Crushing Learned Helplessness
What exactly is learned helplessness and how do we defeat it? I think this Reddit post sums it up very nicely.
So, combing through a couple of informative videos I learned about something called learned helplessness. It's essentially a condition in which an individual learns that there is nothing he/she can do to stop an uncomfortable stimulus, and therefore he stops trying to escape said stimulus altogether.
They actually performed some experiments on this with dogs. It was quite cruel, but portrayed a grim reality:
They had 2 groups of dogs; the first group was placed in an enclosed space, and then repeatedly shocked through external stimulus. There was nothing they could do to escape the shocks. After an unrelenting, systematic barrage of shocks, the dogs simply gave up on trying to escape altogether. They accepted the shocks as part of their life.

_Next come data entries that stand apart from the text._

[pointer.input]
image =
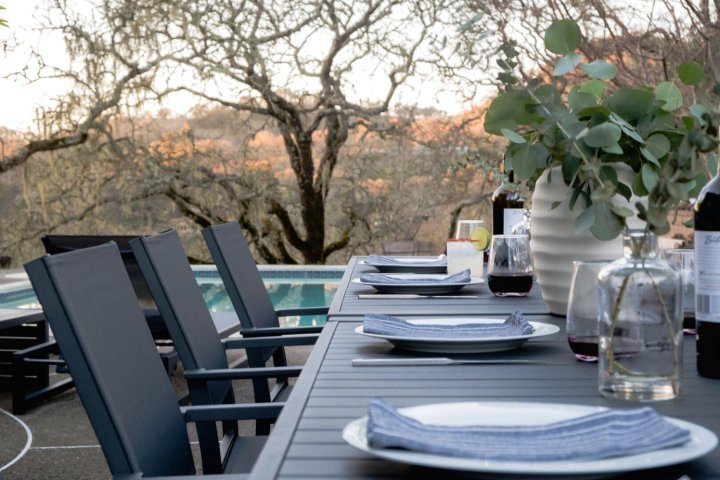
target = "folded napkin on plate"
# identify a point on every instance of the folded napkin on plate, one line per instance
(381, 260)
(460, 277)
(605, 434)
(380, 324)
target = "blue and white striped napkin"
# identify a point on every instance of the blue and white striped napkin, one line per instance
(460, 277)
(441, 261)
(380, 324)
(611, 433)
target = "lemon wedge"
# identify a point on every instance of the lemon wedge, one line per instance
(480, 238)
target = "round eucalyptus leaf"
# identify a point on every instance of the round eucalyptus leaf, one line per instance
(562, 37)
(638, 187)
(512, 136)
(585, 220)
(523, 160)
(594, 87)
(615, 149)
(501, 113)
(658, 144)
(669, 95)
(622, 211)
(713, 164)
(649, 156)
(631, 103)
(691, 73)
(600, 69)
(608, 225)
(566, 64)
(608, 174)
(649, 176)
(579, 100)
(603, 135)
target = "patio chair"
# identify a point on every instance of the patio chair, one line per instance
(248, 294)
(27, 363)
(55, 244)
(88, 300)
(163, 262)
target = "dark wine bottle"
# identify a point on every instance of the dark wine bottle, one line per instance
(508, 207)
(707, 279)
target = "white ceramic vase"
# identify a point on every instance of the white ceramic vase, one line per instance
(553, 241)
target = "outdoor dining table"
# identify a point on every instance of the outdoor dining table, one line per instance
(307, 442)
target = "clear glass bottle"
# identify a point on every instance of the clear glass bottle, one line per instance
(640, 330)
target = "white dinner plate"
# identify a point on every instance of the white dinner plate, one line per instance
(424, 288)
(701, 441)
(410, 265)
(463, 344)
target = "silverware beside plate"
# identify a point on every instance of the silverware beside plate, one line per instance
(393, 362)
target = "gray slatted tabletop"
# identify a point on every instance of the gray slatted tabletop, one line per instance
(480, 301)
(307, 442)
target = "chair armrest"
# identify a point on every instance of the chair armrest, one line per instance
(270, 331)
(202, 374)
(216, 413)
(40, 348)
(284, 312)
(277, 341)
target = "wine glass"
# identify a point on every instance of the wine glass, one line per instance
(582, 318)
(510, 272)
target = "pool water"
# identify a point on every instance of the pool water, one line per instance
(288, 287)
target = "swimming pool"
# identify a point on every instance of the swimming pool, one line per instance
(289, 286)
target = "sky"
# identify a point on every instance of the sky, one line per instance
(19, 99)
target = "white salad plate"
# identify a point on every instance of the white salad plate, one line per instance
(410, 265)
(701, 441)
(429, 287)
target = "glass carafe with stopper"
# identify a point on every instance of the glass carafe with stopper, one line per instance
(640, 323)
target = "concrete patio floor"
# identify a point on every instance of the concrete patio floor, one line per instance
(64, 445)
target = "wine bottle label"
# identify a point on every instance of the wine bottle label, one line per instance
(707, 276)
(511, 217)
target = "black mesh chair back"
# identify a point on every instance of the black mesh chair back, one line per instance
(55, 244)
(163, 262)
(89, 302)
(238, 270)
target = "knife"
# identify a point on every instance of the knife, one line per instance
(409, 295)
(387, 362)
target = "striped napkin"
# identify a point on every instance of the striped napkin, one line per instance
(440, 261)
(611, 433)
(460, 277)
(380, 324)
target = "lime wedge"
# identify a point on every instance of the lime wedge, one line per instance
(480, 238)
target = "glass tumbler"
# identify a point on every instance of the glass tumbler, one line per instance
(466, 227)
(510, 272)
(582, 317)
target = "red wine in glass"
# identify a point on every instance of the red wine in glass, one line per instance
(510, 284)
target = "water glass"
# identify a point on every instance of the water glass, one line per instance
(462, 254)
(510, 272)
(683, 260)
(582, 314)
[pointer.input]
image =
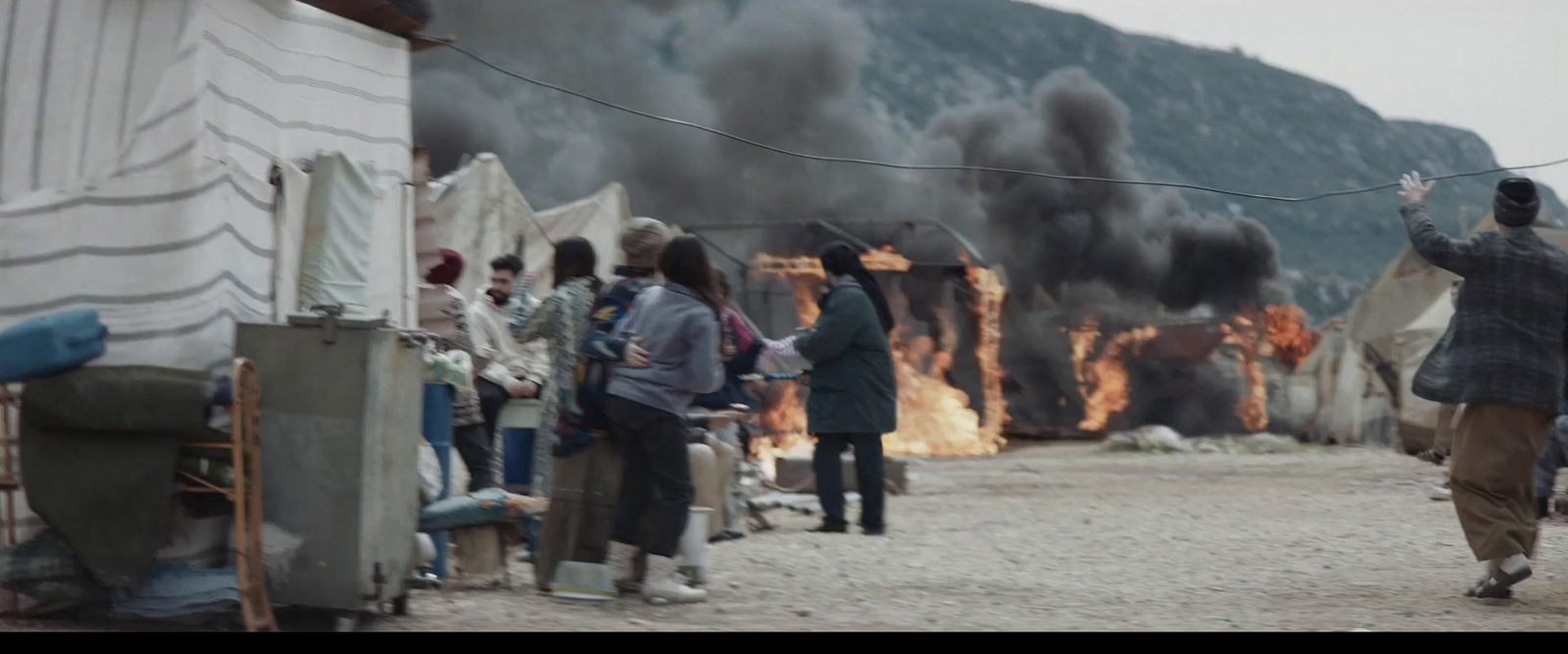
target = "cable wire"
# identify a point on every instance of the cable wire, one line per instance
(919, 167)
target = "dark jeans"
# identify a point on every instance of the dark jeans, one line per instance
(493, 397)
(474, 446)
(656, 471)
(1552, 457)
(827, 463)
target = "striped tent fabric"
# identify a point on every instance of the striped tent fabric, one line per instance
(137, 141)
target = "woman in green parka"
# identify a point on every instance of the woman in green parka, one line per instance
(854, 397)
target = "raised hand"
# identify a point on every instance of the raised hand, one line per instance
(1411, 190)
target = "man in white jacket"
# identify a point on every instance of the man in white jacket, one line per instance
(509, 371)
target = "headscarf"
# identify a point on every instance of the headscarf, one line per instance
(1515, 203)
(449, 270)
(839, 259)
(643, 240)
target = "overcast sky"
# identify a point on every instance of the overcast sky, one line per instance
(1497, 68)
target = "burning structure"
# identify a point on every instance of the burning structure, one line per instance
(940, 337)
(1123, 306)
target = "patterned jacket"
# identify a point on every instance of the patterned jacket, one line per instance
(1505, 340)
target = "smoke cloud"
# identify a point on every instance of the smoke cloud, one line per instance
(789, 74)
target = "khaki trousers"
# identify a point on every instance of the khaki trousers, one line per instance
(1492, 476)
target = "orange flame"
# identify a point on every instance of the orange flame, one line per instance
(1253, 407)
(1290, 339)
(933, 418)
(988, 352)
(1102, 381)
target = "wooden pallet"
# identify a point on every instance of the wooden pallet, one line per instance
(256, 609)
(10, 485)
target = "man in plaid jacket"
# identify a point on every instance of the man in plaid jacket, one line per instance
(1504, 360)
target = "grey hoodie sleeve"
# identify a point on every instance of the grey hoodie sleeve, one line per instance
(705, 369)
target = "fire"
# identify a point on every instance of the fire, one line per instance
(1253, 407)
(933, 418)
(988, 352)
(1290, 339)
(1104, 379)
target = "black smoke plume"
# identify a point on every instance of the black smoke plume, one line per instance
(788, 73)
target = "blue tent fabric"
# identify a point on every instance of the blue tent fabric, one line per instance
(177, 590)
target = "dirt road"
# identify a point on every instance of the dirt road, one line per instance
(1073, 538)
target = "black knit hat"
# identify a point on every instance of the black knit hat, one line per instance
(1517, 204)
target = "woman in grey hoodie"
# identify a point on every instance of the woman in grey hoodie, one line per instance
(648, 405)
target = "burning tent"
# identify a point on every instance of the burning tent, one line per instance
(946, 344)
(1200, 374)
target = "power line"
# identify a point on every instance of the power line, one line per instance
(919, 167)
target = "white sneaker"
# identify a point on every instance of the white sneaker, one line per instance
(666, 585)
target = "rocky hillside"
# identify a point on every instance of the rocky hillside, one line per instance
(1201, 117)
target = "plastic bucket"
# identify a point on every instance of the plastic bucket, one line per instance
(694, 543)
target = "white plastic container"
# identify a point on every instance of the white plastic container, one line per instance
(694, 546)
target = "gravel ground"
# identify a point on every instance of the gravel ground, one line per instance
(1068, 536)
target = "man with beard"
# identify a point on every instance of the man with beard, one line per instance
(1504, 361)
(512, 371)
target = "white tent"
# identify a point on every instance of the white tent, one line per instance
(1374, 358)
(135, 148)
(482, 214)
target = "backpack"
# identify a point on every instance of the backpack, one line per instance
(593, 374)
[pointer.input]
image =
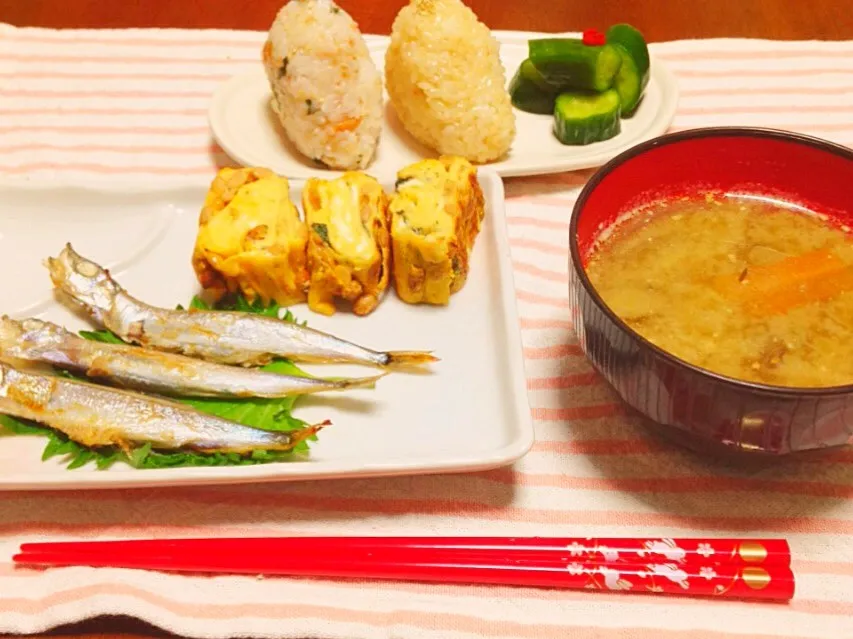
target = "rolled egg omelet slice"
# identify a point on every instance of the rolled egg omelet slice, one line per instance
(436, 213)
(251, 239)
(349, 245)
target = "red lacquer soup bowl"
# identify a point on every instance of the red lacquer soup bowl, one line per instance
(700, 407)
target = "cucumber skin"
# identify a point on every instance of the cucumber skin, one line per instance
(634, 42)
(568, 63)
(630, 89)
(526, 92)
(594, 128)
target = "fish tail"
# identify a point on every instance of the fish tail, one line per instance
(409, 358)
(358, 382)
(299, 436)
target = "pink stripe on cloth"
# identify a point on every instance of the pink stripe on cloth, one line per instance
(131, 104)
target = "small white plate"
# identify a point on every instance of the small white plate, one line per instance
(246, 128)
(470, 413)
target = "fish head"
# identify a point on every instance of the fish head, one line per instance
(29, 335)
(84, 281)
(11, 332)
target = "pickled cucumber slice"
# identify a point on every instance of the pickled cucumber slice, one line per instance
(583, 118)
(635, 44)
(628, 83)
(569, 63)
(529, 92)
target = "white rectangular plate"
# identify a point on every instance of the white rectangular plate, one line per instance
(470, 413)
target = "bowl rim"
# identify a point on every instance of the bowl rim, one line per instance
(674, 138)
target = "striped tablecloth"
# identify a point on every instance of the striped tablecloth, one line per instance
(98, 104)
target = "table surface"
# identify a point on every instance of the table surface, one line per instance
(778, 19)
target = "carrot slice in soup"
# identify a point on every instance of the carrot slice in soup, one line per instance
(794, 281)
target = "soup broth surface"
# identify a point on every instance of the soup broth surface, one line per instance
(743, 288)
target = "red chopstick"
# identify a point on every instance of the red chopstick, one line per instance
(739, 570)
(611, 550)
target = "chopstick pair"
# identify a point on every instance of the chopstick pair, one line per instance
(732, 568)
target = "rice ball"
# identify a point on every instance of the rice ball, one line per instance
(446, 82)
(326, 90)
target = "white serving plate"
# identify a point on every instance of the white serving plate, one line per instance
(470, 413)
(245, 127)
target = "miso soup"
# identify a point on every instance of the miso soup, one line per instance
(755, 291)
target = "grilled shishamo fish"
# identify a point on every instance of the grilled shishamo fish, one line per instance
(220, 336)
(148, 370)
(95, 416)
(251, 239)
(349, 253)
(436, 214)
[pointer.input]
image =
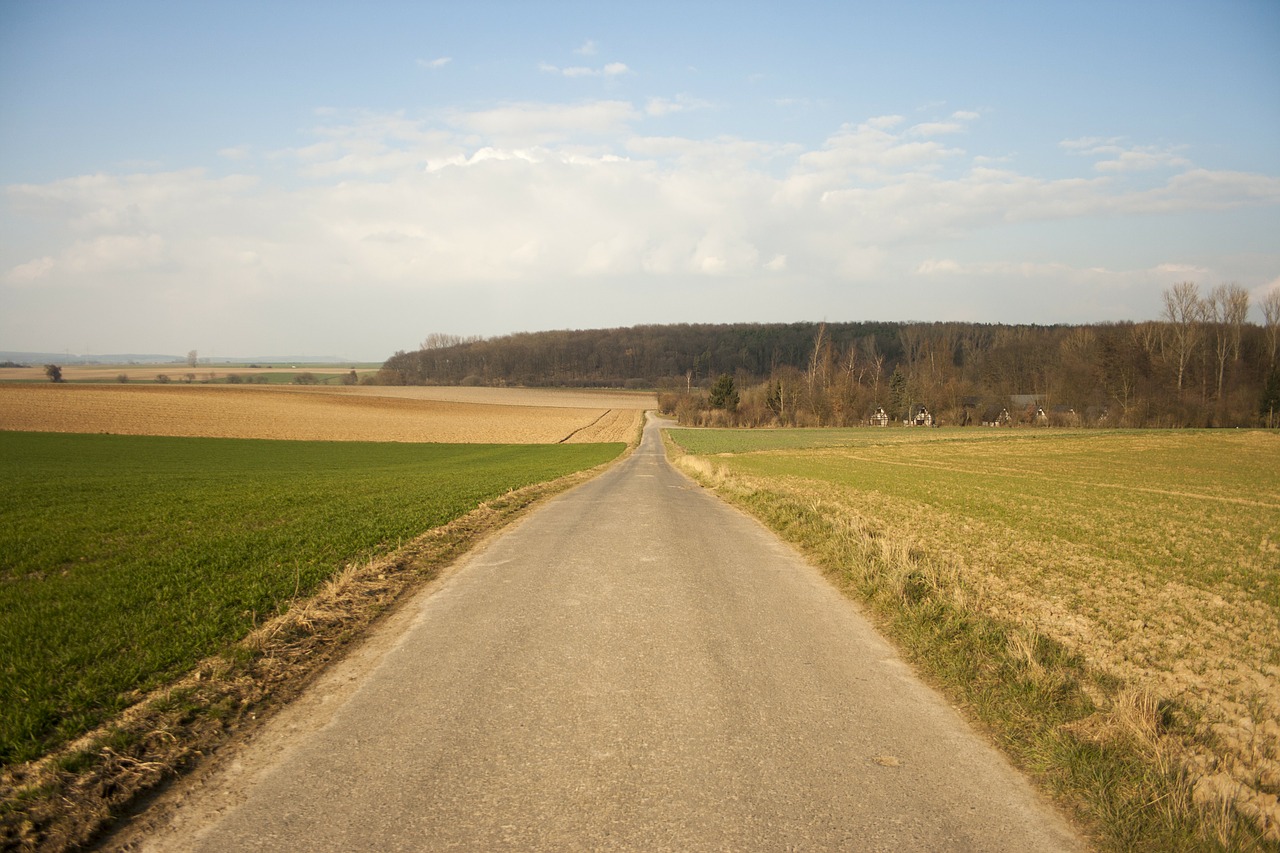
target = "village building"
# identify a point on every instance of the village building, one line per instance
(919, 416)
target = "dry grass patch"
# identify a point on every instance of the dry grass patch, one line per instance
(328, 414)
(1152, 557)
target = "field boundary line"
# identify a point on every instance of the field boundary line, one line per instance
(583, 428)
(74, 796)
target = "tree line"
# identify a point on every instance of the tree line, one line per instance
(1202, 364)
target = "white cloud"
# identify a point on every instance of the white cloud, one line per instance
(1116, 155)
(659, 106)
(612, 69)
(32, 270)
(542, 197)
(548, 122)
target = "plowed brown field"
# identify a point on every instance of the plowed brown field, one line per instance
(513, 416)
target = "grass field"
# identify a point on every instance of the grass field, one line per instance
(126, 559)
(1130, 579)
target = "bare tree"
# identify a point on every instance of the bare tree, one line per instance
(1226, 308)
(1184, 313)
(877, 364)
(1271, 315)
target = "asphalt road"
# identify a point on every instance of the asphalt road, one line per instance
(634, 666)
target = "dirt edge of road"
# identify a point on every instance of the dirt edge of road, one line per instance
(78, 796)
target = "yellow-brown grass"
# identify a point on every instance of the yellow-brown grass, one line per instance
(325, 414)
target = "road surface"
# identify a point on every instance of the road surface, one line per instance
(632, 666)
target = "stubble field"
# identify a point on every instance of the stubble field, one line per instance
(374, 414)
(1151, 560)
(149, 529)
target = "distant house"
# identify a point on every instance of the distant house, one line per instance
(1064, 416)
(919, 416)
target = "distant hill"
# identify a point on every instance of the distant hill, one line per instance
(1133, 374)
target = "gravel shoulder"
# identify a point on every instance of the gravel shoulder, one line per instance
(632, 666)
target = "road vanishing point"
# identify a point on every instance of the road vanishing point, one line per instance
(634, 666)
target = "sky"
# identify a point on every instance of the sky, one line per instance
(346, 178)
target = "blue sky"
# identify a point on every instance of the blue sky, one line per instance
(346, 178)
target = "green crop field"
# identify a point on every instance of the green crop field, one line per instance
(124, 560)
(1111, 569)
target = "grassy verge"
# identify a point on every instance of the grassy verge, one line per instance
(65, 798)
(126, 560)
(1061, 588)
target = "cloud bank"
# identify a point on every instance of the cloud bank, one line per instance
(551, 214)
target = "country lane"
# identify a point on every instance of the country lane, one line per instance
(635, 666)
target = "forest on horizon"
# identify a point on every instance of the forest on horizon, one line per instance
(1202, 364)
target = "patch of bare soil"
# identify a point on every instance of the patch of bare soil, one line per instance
(73, 798)
(329, 414)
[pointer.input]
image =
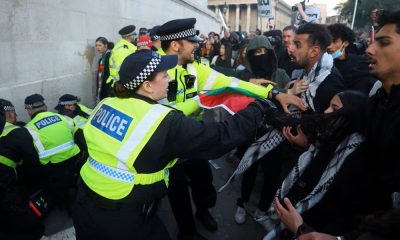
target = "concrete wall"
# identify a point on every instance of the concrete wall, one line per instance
(47, 46)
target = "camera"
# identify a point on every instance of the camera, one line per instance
(189, 80)
(303, 4)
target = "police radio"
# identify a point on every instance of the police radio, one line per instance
(189, 80)
(172, 89)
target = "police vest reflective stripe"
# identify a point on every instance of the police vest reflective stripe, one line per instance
(53, 137)
(85, 109)
(80, 121)
(128, 177)
(141, 130)
(8, 127)
(116, 133)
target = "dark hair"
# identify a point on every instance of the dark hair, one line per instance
(165, 44)
(330, 127)
(290, 27)
(122, 92)
(341, 31)
(390, 17)
(240, 58)
(228, 54)
(317, 35)
(103, 40)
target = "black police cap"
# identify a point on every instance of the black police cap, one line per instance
(65, 100)
(128, 30)
(153, 33)
(137, 67)
(179, 29)
(34, 101)
(6, 105)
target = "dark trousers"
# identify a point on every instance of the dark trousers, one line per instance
(196, 174)
(96, 218)
(17, 220)
(275, 165)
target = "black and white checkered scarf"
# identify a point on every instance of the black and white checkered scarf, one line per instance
(271, 221)
(274, 137)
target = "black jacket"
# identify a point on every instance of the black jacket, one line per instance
(178, 136)
(355, 72)
(18, 146)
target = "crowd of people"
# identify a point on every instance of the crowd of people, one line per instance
(323, 125)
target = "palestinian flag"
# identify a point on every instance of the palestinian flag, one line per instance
(231, 99)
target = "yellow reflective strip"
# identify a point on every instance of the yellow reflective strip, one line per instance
(210, 80)
(140, 131)
(8, 162)
(150, 178)
(36, 139)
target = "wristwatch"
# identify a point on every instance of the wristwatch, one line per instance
(274, 92)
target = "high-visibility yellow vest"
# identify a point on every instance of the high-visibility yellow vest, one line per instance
(206, 79)
(115, 134)
(53, 137)
(8, 127)
(121, 50)
(85, 109)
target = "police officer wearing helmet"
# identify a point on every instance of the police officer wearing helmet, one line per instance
(121, 50)
(188, 79)
(53, 137)
(132, 141)
(18, 161)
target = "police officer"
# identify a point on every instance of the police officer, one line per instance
(120, 51)
(155, 38)
(132, 141)
(189, 78)
(69, 105)
(53, 137)
(17, 154)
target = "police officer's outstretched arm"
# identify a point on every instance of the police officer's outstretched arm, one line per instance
(209, 79)
(211, 140)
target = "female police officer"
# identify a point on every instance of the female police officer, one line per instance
(131, 140)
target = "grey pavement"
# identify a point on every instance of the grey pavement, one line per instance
(59, 225)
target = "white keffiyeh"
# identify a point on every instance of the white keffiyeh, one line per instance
(271, 221)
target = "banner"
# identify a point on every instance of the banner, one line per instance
(265, 9)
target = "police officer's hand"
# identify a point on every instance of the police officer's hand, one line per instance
(261, 81)
(286, 99)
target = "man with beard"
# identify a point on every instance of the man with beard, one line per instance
(285, 61)
(353, 67)
(189, 78)
(121, 50)
(319, 80)
(382, 134)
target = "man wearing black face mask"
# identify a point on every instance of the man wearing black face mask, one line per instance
(263, 63)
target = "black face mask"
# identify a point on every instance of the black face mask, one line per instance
(261, 66)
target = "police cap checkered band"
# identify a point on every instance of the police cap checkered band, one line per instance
(179, 35)
(68, 102)
(137, 67)
(144, 74)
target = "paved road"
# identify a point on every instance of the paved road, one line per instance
(59, 225)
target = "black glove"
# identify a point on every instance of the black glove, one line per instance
(266, 106)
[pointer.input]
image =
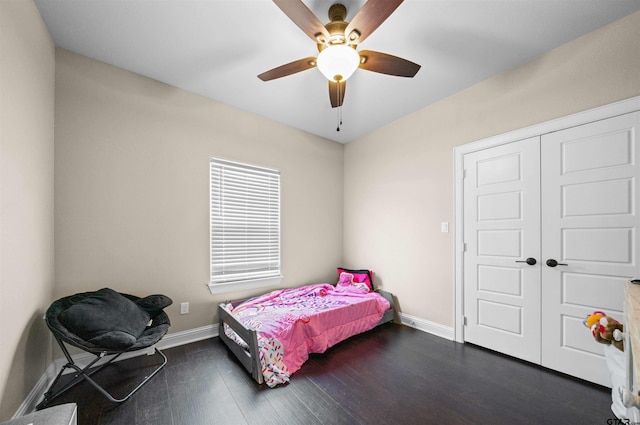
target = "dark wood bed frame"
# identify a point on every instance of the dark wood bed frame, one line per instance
(250, 358)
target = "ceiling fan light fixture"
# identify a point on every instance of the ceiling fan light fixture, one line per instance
(338, 62)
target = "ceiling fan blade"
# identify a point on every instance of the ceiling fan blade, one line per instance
(336, 93)
(387, 64)
(372, 14)
(303, 17)
(288, 69)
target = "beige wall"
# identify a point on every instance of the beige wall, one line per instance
(131, 187)
(403, 173)
(26, 199)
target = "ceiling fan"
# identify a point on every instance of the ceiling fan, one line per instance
(337, 42)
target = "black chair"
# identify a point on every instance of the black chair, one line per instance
(106, 324)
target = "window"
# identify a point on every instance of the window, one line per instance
(245, 226)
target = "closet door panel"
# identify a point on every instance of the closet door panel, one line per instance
(501, 230)
(589, 205)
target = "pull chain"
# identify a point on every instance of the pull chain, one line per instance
(339, 110)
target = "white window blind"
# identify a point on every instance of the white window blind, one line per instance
(245, 222)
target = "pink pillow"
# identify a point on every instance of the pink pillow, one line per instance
(361, 275)
(346, 279)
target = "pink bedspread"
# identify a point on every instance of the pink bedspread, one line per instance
(294, 322)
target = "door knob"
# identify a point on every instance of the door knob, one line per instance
(552, 263)
(530, 261)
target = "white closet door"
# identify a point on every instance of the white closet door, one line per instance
(501, 230)
(589, 226)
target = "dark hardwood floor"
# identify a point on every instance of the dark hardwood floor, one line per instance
(390, 375)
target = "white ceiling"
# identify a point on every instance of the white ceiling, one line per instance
(216, 48)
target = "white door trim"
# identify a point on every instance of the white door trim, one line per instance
(606, 111)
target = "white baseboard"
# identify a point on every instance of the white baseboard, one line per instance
(433, 328)
(83, 359)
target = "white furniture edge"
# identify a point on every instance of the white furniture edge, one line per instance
(599, 113)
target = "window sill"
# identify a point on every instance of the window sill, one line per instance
(221, 288)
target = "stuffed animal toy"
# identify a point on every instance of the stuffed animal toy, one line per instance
(605, 329)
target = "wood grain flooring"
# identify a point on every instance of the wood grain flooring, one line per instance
(390, 375)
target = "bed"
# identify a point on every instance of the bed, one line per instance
(273, 334)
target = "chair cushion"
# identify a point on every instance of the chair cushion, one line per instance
(154, 304)
(105, 318)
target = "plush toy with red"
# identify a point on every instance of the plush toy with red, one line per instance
(605, 329)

The second group was placed in a space where they could jump over a small fence to escape the shocks. Obviously, after the first couple of shocks, they figured it out. Soon afterward, every time they tried to shock the dogs, they jumped over the fence towards safety. It even came to the point where they jumped out of the enclosure as soon as they were placed in it, regardless of the experimenter's intention to shock them.
Afterward, the experimenters placed ALL of the dogs in the same enclosure, from which they could escape. As the shock stimulus approached, the dogs that had jumped over the fence before did so without hesitation. On the other hand, the dogs that were unable to escape the shocks didn't even flinch. They were shocked, they yelped, and sat down again. Even though these dogs could clearly see how the others were escaping, relatively effortlessly, they could not be bothered to do the same. Countless repetitions yielded the same results.
Eventually, it was found that by physically moving the dogs across the fence, and forcing them to jump, that they started to change their behavior. Nonetheless, they had to repeat this process 2 to 3 times for the dogs to fully grasp this concept and start jumping over the fence on their own.
I believe that this may just be one of the biggest reasons behind the prevalence of blue pill in society. Individuals often believe that there is nothing they can do to avoid the pain, misery, and confusion of their lives. Why? Because they think it's normal. They don't even realize that there is a fence they CAN jump.
But that is not the case. You can choose to jump that fence. You can choose to escape that mediocrity you've lived in so long, but only if you understand that you have the ability to do so. The only difference is that nobody is going to move you, or babysit you through the process until you learn. That is completely up to you.
You aren't helpless. You just think you are.
TL;DR: We grow so accustomed to taking shit and being mediocre, we internalize it and think there is no other way to live. This is an actual psychological phenomenon, and can only be changed by real, tangible action.
Like I've always said, experience changes the brain.
If you are stuck in a learned helpless situation, if you don't fight back against the wrong in your life, then you need some new experiences.
Now you could argue that with humans being smarter than dogs simply learning about learned helplessness will help you break out of it.
But I think you are underestimating how strong the wiring of your brain is and how much it wants to stay put.
Sure you can work on learned helplessness on your own, but if you want to crush it once and for all, you need someone to do it for you.
If you want to change, you need help from other people.
(By the way, about 99% of all coaching, and just about any one-on-one service, sucks. But if you can find that 1%, it's worth its weight in gold. And if you can't find a coach, look for a group that will push you, instead.)
P.S. Getting rid of learned helplessness is all about realizing you have control over your life. Again, I don't think you'll fully understand how much control you have over your life until something external pushes you to do so as the brain wants to stick to old pathways. So use something external, use a crutch.
P.S.S. If you are interested in the science of learned helplessness, it has to do with too much serotonin activity with the dorsal raphé nucleus (picture), which has a strong impact on value-based decision making. And if you are interested in more brain science when it comes to breaking old habits read this article on escaping escapism. Finally, consistent exercise and play have been shown to prevent learned helplessness.